Dominique Tourneix, director general of closure firm Diam Bouchage, once remarked that intense scrutiny of the environmental impact of recycling has been sorely lacking – recycling plants require considerable energy resources, thereby producing a relatively high carbon footprint. “I have the feeling that, sometimes, we are facing in sustainability communication what I call ‘environmental imposture’,” said Tourneix in 2019.
“Recycling is a case in point. Do we ever see a carbon footprint evaluation of the collection processes required to recycle products? What is worth doing for heavy packaging like glass – implementing a specific collection stream – may not warrant the same effort for light packaging. Has anyone compared the actual environmental impact between specific flow chains and a common one where plastic packaging can be collected with other streams?”

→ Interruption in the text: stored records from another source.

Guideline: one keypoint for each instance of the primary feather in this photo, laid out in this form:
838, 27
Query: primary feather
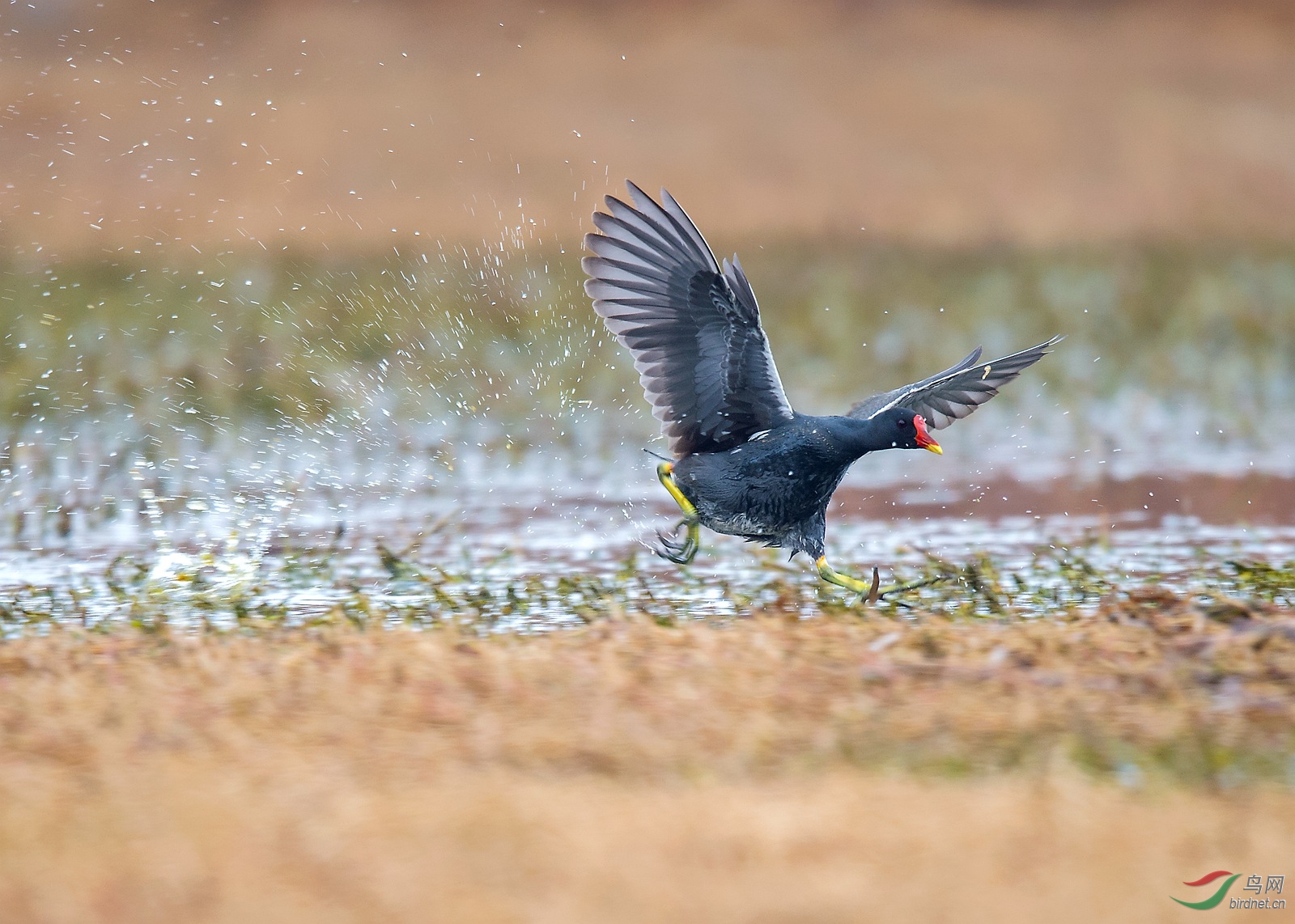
692, 326
953, 394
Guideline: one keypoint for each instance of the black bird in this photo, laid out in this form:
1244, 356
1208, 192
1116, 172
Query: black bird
745, 462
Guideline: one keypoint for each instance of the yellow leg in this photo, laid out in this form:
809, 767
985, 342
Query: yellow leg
673, 550
833, 576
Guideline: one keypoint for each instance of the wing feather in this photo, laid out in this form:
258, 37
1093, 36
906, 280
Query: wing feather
953, 394
692, 325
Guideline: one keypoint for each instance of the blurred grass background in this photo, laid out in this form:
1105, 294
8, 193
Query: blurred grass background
332, 213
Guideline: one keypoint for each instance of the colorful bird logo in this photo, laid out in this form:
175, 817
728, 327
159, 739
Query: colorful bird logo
1216, 897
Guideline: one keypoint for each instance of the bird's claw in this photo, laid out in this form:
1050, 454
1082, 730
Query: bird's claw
680, 552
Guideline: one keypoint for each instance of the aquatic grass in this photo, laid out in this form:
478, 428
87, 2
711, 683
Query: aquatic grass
504, 334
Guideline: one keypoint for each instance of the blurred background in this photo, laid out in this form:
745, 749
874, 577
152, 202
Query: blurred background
284, 241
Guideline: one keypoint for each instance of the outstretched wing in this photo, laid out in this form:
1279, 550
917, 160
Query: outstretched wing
692, 326
957, 391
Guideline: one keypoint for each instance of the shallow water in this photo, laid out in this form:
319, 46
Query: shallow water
204, 443
543, 542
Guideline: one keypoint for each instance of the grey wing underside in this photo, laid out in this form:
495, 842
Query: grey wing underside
957, 391
692, 325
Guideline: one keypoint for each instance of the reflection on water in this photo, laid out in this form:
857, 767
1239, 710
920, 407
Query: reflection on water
223, 429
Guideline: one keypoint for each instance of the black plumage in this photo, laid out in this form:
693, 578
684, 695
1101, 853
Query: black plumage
746, 464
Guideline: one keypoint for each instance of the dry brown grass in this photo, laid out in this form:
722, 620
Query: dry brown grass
632, 772
934, 122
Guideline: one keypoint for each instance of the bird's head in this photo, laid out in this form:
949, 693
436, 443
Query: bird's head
910, 431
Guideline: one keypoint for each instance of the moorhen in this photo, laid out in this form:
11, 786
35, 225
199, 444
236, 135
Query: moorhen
745, 462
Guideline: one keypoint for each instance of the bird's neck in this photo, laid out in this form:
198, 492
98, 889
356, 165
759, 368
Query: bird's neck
858, 438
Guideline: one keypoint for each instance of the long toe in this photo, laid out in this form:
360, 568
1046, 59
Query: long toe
673, 550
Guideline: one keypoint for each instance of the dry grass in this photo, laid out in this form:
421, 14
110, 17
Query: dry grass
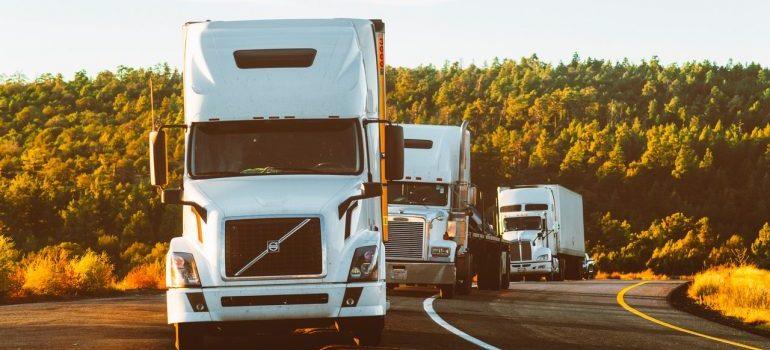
145, 276
741, 292
646, 275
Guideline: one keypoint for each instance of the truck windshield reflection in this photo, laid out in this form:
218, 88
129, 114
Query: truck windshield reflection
268, 147
522, 223
417, 193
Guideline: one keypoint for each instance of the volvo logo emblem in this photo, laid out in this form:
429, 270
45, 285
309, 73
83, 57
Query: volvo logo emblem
273, 246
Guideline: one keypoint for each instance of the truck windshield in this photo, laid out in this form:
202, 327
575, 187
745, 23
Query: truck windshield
266, 147
417, 193
522, 223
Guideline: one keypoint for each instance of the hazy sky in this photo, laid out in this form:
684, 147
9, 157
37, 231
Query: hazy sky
64, 36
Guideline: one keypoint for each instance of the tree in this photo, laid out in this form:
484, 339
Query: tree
761, 247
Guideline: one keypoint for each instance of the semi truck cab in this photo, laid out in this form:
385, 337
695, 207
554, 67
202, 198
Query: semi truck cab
428, 209
525, 224
545, 224
287, 157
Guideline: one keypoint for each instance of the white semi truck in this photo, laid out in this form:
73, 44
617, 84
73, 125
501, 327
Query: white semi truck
545, 222
287, 156
437, 237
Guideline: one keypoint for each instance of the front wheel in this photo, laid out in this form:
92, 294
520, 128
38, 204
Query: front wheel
464, 266
188, 337
367, 331
505, 280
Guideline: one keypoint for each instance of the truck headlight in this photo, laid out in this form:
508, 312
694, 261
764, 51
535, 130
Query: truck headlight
440, 252
184, 273
363, 267
451, 228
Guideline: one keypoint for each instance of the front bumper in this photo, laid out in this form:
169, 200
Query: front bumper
431, 273
277, 302
531, 267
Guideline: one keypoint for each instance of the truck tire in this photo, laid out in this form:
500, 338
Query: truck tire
560, 276
492, 276
188, 337
447, 291
367, 331
505, 280
464, 268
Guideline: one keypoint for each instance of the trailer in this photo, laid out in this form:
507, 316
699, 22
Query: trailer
438, 236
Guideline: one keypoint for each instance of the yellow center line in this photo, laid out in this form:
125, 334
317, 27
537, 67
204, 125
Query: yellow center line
630, 309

None of this would matter if sustainability, as generally understood, offered a credible solution to the problems of today and tomorrow. Yet at best, it's a grotesque back-slapping exercise, with some fringe benefits. I suspect most winegrowers secretly understand this, outwardly toeing the environmental line, inwardly examining which inventions and new tech can save their future.
More than 15 years ago, Al Gore described climate change as an “inconvenient truth”. But here's another one: a paradigm that advocates keeping human inputs to a minimal is foolhardy and counterproductive, regardless of whether millennials go weak at the knees. It's the scientists in white coats who are destined to save us.